Question

Let $p,q$ and $r$ be real numbers $\left( {p \ne q,r \ne 0} \right)$, such that the roots of the equation $\dfrac{1}{{x + p}} + \dfrac{1}{{x + q}} = \dfrac{1}{r}$ are equal in magnitude but opposite in sign, then the sum of squares of these roots is equal to:
(A) ${p^2} + {q^2} + {r^2}$
(B) ${p^2} + {q^2}$
(C) $2\left( {{p^2} + {q^2}} \right)$
(D) \[\dfrac{{{p^2} + {q^2}}}{2}\]

Answer 1

Hint: First of all we convert the given equation in the standard quadratic equation, i.e., $a{x^2} + bx + c = 0$ and find $a,b,c$ to find out the sum and multiplication of the roots.

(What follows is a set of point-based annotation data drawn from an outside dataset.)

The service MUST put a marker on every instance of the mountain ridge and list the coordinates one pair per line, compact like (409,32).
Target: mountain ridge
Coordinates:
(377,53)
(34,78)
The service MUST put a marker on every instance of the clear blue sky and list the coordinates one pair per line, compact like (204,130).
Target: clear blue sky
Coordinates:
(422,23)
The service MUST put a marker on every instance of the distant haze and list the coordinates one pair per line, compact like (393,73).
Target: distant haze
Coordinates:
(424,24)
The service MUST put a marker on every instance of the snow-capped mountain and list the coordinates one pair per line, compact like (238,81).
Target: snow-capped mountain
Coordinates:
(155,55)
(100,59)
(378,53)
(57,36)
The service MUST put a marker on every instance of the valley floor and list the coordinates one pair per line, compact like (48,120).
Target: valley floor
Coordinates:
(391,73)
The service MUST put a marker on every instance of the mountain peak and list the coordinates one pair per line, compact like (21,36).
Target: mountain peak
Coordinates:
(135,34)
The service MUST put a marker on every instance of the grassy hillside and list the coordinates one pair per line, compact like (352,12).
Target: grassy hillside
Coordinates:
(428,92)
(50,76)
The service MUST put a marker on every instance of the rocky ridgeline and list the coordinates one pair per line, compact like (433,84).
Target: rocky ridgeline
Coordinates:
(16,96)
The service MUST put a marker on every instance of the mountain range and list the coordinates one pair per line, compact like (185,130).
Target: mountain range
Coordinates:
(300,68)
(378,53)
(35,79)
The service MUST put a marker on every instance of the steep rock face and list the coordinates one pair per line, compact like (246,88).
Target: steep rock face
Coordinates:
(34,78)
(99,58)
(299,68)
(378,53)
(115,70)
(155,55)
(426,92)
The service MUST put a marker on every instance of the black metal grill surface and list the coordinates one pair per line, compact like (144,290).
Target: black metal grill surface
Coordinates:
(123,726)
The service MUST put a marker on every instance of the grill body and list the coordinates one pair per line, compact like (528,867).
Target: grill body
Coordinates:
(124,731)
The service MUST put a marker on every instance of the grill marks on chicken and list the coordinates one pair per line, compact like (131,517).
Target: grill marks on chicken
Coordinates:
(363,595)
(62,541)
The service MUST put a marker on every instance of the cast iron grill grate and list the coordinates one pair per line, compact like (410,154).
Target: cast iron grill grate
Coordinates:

Complete step-by-step answer:
Given equation is: $\dfrac{1}{{x + p}} + \dfrac{1}{{x + q}} = \dfrac{1}{r}$
Now solving the given equation by taking LCM,
$\dfrac{{\left( {x + q} \right) + \left( {x + p} \right)}}{{\left( {x + p} \right)\left( {x + q} \right)}} = \dfrac{1}{r}$
$ \Rightarrow r\left( {x + q} \right) + r\left( {x + p} \right) = \left( {x + p} \right)\left( {x + q} \right)$
$ \Rightarrow rx + rq + rx + rp = {x^2} + qx + px + pq$
$ \Rightarrow 2rx + r\left( {p + q} \right) = {x^2} + \left( {p + q} \right)x + pq$
$ \Rightarrow {x^2} + \left( {p + q} \right)x - 2rx + pq - r\left( {p + q} \right) = 0$
$ \Rightarrow {x^2} + \left( {p + q - 2r} \right)x + pq - r\left( {p + q} \right) = 0$….. (1)
On comparing the equation (1) with the standard quadratic equation, i.e., $a{x^2} + bx + c = 0$; we get-
$a = 1,b = \left( {p + q - 2r} \right),c = pq - r\left( {p + q} \right)$
Let $\alpha $ and $\beta $ be the roots of a given equation, which are equal in magnitude but opposite in sign, i.e., $\beta = - \alpha $.
Now, sum of roots, \[\alpha + \beta = \dfrac{{ - b}}{a}\]
$ \Rightarrow \alpha + \left( { - \alpha } \right) = \dfrac{{ - \left( {p + q - 2r} \right)}}{1}$
$ \Rightarrow 0 = - p - q + 2r$
$ \Rightarrow p + q = 2r$
$ \Rightarrow r = \dfrac{{p + q}}{2}$ …. (1)
Multiplication of roots, $\alpha \beta = \dfrac{c}{a}$
$ \Rightarrow \alpha \beta = \dfrac{{pq - r\left( {p + q} \right)}}{1}$
$ \Rightarrow \alpha \beta = pq - \dfrac{{\left( {p + q} \right)}}{2}\left( {p + q} \right)$ [from(1)]
$ \Rightarrow \alpha \beta = pq - \dfrac{{{{\left( {p + q} \right)}^2}}}{2}$
$ \Rightarrow \alpha \beta = \dfrac{{2pq - \left( {{p^2} + {q^2} + 2pq} \right)}}{2}$
$ \Rightarrow \alpha \beta = \dfrac{{ - {p^2} - {q^2}}}{2}$
We have to find the sum of squares of these roots i.e., ${\alpha ^2} + {\beta ^2}$.
We know that, ${\left( {\alpha + \beta } \right)^2} = {\alpha ^2} + {\beta ^2} + 2\alpha \beta $
$ \Rightarrow {\alpha ^2} + {\beta ^2} = {\left( {\alpha + \beta } \right)^2} - 2\alpha \beta $
Since $\beta = - \alpha $ $ \Rightarrow $ ${\left( {\alpha + \beta } \right)^2} = 0$
$\therefore {\alpha ^2} + {\beta ^2} = - 2\alpha \beta $
$ \Rightarrow {\alpha ^2} + {\beta ^2} = - 2\left( {\dfrac{{ - {p^2} - {q^2}}}{2}} \right)$
$ \Rightarrow {\alpha ^2} + {\beta ^2} = {p^2} + {q^2}$

Hence, option (B) is the correct answer.

Note: Here roots of the equation are equal in magnitude but opposite in sign, i.e., $\beta = - \alpha $.
Therefore, $\alpha + \beta = \alpha + \left( { - \alpha } \right) = 0$ and $\alpha \beta = \alpha \left( { - \alpha } \right) = - {\alpha ^2}$.